The round was led by ARCH Venture Partners, a new investor in Nohla. Others who participated were 5AMVentures and the Jagen Group. The company is developing universal donor cellular therapies for patients with blood disorders and cancers.
The money will help to advance Nohla’s two lead programs (NLA-101 and NLA-102) that were created from the company’s platform that has its roots in the Fred Hutchinson Cancer Research Center. The technology was spun out from the Hutch in September 2015 and Nohla launched in December. With the latest funding round, the company has raised a total of $64.6 million since its inception.
The goal of the company is to develop lifesaving transplantation techniques that use cord blood that could potentially make stem cell treatments available to myriad patients who are unable to find tissue-matched bone marrow donors.

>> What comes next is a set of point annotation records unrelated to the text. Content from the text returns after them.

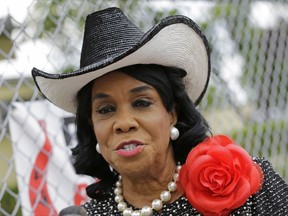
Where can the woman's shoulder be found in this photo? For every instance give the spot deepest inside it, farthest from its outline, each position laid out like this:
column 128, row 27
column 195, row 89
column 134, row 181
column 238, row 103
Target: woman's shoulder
column 272, row 198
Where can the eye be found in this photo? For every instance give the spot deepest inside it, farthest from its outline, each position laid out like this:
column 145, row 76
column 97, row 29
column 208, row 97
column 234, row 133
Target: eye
column 141, row 103
column 106, row 109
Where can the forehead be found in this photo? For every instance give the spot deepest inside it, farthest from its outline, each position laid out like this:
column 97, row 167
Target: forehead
column 115, row 81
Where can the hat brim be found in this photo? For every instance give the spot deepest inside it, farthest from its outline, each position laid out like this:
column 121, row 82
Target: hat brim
column 176, row 41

“The closing of this round is an important milestone for the company as we transition to the next stage of growth. The funding provides sufficient capital to advance our two lead programs through randomized, controlled clinical trials, under the direction of Nohla founder and Chief Medical Officer, Dr. Colleen Delaney,” said Michael Sistenich, interim Chief Executive Officer of Nohla Therapeutics, in a news release.
Through several clinical studies, more than 100 patients have been treated with the company’s universal donor cellular therapies that do not require HLA matching. HLA matching or human leukocyte antigen (HLA) typing is used to match a patient with a donor for bone marrow or cord blood transplant.
The technology platform developed at the Fred Hutchinson Cancer Research Center also claims to be able to promote “hematopoietic and immune cell recovery in patients at risk for neutropenia and infection after intensive chemotherapy and/or radiation treatment for critical diseases,” the news release noted.
“The entire team at Arch is excited to lead this round of investment in Nohla. We have been impressed with early clinical results from Dr. Delaney’s pioneering research and believe that Nohla technology has the potential to help patients suffering from a variety of critical diseases,” said Dr. Steven Gillis, managing director at ARCH in a statement.
Another Seattle company, Universal Cells, is taking a different approach to making stem cells compatible so that tissue/organs are not rejected or do not require matching. It employs gene editing to generate cell lines that do not express HLA molecules on their cell surfaces. If HLA is not expressed and therefore missing from the cell’s surface, the human immune system is not forced into a response to reject transplanted cells.
Such universal donor cells have the potential to transform the field of regenerative medicine.